Crafting effective contracts for the administration of the Food Stamp Program is particularly difficult because, as noted above, it requires accommodating many different policies that at least partially conflict. For example, we want eligibility workers to verify applicants’ statements about their income — but not to the point of pestering low-wage workers’ employers, or requiring workers to take so much time off the job, that they are fired, denied promotions, or discouraged from applying for food stamps. States can provide financial incentives for contractors to achieve one goal or another, but achieving the right blend of incentives to induce the contractors to strike the right balance between those objectives, — particularly where some, such as service to low-wage workers, are difficult to measure — may be all but impossible; at best, it will require extensive trial and error over the negotiation of several contracts.
Designing contracts that can adapt appropriately to changes in participation also will be very difficult. Serving more households costs more money; if the contract does not increase administrative costs sufficiently in response to increases in participation — or if it reduces them too little in the event of falling participation — the contractor will have incentive to create barriers to access for eligible families that need food assistance. But if contractors receive too much additional funding for serving more families, they may feel insufficient pressure to maintain program integrity or to support effective job training and similar programs that might help families raise their earnings to exceed the food stamp gross income limits.
Designing contractual terms to handle changes in program rules also would be a challenge. After the contract has been signed, Congress may amend the Food Stamp Act, USDA may change federal food stamp regulations, or the governor or legislature may conclude that some options it has elected no longer serve the best interests of the state and its low-income families. Some of these changes may significantly increase or decrease the cost and burden of administering the program. The state and the contractor may disagree, however, on how much of a difference these changes will make and hence how they should affect the contractual payment rate. States may find that they are unable to adopt beneficial new state options without paying a premium to their contractors and may lobby against otherwise meritorious federal food stamp legislation because they cannot afford the additional costs their contractors will charge to implement it. Where public agencies administer a program, by contrast, no complex negotiations are needed to adopt or implement new program policies.
On any items where contractual requirements are not explicit, contractors will face competitive pressures to minimize their investments. Thus, for example, if the contract does not specifically spell out what assistance contractors must provide to people whose disabilities prevent them from using automated application systems or people in rural areas without sufficient internet access, any contractor that voluntarily builds such accommodations into its budget will be at a disadvantage against bidders that commit only to doing what the terms require.
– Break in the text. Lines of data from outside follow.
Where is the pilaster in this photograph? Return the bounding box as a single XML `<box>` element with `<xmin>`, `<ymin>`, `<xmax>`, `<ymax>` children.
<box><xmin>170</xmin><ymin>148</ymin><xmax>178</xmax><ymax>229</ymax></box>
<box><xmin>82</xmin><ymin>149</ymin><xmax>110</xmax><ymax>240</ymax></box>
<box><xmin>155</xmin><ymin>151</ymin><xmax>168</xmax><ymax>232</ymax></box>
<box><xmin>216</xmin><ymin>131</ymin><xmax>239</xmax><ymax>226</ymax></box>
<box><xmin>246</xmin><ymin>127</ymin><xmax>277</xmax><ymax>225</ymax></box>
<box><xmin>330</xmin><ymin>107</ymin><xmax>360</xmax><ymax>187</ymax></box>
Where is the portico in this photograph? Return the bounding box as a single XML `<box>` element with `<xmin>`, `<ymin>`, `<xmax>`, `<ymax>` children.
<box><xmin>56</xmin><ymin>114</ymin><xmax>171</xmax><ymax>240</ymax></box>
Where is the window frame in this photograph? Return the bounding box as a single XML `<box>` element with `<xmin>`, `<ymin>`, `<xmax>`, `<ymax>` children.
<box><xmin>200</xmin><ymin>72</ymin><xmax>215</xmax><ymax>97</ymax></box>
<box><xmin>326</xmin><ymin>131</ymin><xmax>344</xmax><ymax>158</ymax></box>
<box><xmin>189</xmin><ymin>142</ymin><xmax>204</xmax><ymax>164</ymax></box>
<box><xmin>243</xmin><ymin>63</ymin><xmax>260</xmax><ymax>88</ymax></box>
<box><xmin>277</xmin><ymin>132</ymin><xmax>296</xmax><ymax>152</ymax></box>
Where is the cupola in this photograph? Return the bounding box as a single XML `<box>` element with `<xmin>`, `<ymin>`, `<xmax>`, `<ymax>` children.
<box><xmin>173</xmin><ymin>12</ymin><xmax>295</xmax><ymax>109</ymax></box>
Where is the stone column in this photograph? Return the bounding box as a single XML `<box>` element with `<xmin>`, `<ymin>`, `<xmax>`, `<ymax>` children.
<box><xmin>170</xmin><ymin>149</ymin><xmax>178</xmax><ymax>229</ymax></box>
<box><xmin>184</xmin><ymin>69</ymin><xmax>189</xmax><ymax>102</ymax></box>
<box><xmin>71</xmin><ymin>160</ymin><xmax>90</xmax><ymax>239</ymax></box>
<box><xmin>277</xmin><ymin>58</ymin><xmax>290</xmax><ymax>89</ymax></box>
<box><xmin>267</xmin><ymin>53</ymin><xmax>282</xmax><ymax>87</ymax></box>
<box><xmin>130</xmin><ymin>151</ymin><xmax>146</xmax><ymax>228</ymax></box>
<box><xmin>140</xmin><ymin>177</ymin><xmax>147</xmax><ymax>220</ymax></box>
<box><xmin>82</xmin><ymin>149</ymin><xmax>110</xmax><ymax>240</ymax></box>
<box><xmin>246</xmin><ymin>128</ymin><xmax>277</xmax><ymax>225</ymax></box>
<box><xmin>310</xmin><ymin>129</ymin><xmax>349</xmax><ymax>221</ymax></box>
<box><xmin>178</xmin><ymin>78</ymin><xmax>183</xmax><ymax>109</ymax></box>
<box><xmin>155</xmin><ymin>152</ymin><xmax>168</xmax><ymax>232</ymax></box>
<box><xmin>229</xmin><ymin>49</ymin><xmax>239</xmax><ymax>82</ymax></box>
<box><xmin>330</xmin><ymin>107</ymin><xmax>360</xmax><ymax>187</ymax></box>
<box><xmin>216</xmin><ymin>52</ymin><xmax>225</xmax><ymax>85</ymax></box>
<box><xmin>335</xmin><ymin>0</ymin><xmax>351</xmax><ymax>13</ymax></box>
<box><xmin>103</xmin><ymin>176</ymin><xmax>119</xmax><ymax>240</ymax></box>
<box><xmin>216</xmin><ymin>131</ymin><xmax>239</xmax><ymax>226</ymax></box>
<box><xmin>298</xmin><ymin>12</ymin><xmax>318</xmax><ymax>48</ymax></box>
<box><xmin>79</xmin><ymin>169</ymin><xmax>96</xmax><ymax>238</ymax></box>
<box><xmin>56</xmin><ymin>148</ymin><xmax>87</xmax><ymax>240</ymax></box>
Crafting reliable systems for monitoring contractors’ performance also poses new and difficult challenges to state administrators. With no experience contracting out administration of the program, even the most conscientious state officials are unlikely to anticipate what data they will need to monitor the contractor properly. Once the contract is signed, the contractor will be under no obligation to honor requests for additional information. One state reported recently that when it asks its EBT contractor for information not required under its contract, the contractor commonly responds by quoting a price the state would have to pay to receive that information. If the contractor believes that certain information will reflect badly upon it, the contractor will have every legal right simply to refuse to supply the information. More generally, contractors may withhold information their contracts do not require them to submit on the grounds that that information is proprietary. Thus, state officials may have no real idea how the contractor is doing. Even if they receive complaints, they may have no way of knowing how widespread a problem may be.
Contract terms must be particularly clear because litigation with contractors can profoundly disrupt program administration. If a state terminates a contractor that is performing badly, the contractor is likely to sue for the fees it would receive under the remainder of the contract. If the state misjudged in terminating the contract, or if its lawyers perform badly, the state could end up having to pay twice for administering the program during the same period: once to do the work itself (or through another contractor) and again to the dismissed contractor. No state’s budget can readily absorb this kind of blow. Moreover, states effectively will be unable to plan (and to make long-term hires or enter into any new long-term contracts) during the months or years required to resolve the litigation finally. States therefore are likely to be extremely reluctant to terminate even the worst contractors — and quite eager to settle any litigation that does arise.
The Types of Activities Most Effectively Contracted out to Private Entities
Some functions are most efficiently performed by the government directly; others are best contracted out. The key to sensible program management is to identify which kinds of activities fall in each category rather than to allow an ideological preference for or against privatization force an unwise decision.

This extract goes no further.